A survey of 500 landlords by Simple Landlords Insurance found that a quarter mistakenly insured their properties with a standard home buildings and contents policy.
Landlords with single properties were most likely to purchase the wrong type of insurance, with 28 per cent buying a standard home insurance policy.
A further 3.5 per cent said they didn’t have insurance and four per cent weren’t sure if they had insurance or not, while 41 per cent reported buying specialist cover.
The remaining quarter of landlords could reduce their insurance spend by avoiding duplicate cover as 25 per cent said they bought both specialist landlord and standard homeowners cover, suggesting they didn’t understand that landlord insurance also covers the risks to buildings common to both owner-occupied and rented properties.
Buy to let investors didn’t shop around much, either.
Three-in-five landlords said they renewed their policy automatically because they were happy with the service or quote they had from their previous provider or because they forgot to look around.
Just 20 per cent of landlords who shopped around at renewal saved money by changing insurer.

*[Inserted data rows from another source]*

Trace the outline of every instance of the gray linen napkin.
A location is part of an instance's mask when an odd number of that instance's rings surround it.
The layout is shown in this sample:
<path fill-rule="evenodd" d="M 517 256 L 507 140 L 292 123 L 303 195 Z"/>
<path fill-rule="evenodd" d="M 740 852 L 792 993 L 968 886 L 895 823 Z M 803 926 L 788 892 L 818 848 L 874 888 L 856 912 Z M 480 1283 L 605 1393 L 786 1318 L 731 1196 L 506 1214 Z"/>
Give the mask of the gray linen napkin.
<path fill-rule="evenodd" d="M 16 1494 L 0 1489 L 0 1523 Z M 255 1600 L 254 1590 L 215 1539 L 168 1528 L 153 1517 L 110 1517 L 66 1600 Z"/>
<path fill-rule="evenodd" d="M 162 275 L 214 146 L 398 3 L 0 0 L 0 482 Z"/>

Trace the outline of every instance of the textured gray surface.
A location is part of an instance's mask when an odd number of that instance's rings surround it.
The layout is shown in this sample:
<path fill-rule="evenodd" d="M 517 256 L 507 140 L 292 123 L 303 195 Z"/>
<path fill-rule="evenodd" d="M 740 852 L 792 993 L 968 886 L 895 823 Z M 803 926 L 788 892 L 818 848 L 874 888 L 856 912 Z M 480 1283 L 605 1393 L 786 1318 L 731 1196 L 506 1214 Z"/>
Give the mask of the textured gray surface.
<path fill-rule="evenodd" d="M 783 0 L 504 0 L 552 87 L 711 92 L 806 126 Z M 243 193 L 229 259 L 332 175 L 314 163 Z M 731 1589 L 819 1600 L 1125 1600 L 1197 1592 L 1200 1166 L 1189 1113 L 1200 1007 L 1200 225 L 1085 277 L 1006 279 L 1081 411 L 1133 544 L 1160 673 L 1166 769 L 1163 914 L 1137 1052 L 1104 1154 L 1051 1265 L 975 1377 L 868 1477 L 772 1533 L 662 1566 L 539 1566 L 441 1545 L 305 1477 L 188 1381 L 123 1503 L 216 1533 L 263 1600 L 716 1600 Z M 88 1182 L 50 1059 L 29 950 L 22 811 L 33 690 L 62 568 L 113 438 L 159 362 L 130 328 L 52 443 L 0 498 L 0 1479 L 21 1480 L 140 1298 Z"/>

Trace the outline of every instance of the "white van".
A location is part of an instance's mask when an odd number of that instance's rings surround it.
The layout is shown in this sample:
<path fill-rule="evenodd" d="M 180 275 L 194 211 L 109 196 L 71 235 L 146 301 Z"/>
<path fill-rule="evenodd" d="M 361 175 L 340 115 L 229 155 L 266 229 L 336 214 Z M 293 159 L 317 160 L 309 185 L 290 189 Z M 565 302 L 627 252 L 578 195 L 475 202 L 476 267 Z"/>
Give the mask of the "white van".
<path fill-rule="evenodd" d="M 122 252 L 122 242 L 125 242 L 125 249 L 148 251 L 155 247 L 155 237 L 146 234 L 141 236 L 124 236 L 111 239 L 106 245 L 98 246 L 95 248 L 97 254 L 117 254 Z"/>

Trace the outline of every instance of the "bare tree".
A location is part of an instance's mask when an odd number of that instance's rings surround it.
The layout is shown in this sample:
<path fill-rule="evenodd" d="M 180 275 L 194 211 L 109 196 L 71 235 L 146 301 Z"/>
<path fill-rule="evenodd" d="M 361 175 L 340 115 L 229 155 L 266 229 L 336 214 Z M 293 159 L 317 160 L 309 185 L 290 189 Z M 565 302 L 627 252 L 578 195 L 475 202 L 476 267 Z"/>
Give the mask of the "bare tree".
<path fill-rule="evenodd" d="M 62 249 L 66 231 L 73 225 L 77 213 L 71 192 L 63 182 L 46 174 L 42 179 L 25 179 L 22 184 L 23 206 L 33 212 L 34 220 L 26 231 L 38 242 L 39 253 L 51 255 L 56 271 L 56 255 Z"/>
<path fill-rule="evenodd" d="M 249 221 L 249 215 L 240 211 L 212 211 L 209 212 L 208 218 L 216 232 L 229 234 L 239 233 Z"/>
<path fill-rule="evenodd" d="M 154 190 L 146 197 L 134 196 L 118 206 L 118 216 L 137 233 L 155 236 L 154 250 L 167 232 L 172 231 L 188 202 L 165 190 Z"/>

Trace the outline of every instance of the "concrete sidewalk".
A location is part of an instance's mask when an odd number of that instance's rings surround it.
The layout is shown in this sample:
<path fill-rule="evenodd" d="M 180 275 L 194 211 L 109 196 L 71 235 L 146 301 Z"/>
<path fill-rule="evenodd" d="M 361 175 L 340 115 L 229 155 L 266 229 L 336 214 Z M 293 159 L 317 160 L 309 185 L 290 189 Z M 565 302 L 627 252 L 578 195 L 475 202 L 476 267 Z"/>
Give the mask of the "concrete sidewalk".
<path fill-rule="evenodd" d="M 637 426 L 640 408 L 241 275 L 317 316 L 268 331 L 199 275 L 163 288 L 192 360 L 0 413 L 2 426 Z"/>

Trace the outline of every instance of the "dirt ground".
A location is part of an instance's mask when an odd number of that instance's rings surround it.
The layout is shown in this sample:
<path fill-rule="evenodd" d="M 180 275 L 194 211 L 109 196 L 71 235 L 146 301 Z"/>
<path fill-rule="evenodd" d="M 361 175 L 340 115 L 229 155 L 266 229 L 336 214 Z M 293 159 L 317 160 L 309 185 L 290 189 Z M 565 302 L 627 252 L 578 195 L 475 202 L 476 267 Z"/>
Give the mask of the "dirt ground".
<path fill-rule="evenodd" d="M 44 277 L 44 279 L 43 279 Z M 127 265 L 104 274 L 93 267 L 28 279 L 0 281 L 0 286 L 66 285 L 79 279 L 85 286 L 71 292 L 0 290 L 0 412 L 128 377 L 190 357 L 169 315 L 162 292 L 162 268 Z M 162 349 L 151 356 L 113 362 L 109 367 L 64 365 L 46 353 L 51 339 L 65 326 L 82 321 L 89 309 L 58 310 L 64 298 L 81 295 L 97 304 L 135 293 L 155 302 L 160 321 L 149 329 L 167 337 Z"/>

Others ended up sticking with their insurer because the potential savings weren’t enough to persuade them to change providers.
“High quality insurance, at the right level for your personal risk can help free landlords to diversify their strategies and think differently about how, when and where they invest” says a spokesman for Simple Landlords Insurance.
“Whatever the reason, landlords - especially those with growing portfolios - are put off by the complication of moving their insurance. But it’s always worth shopping around to get the right cover at the best price, and the burden of administration is usually taken on by the insurer” he adds.
“Even if you’re not swapping, you should never accept an unjustified hike in price. Unless something has changed significantly at your property or you’ve had a major claim, year on year you shouldn’t be seeing your premium go up by more than about five per cent.”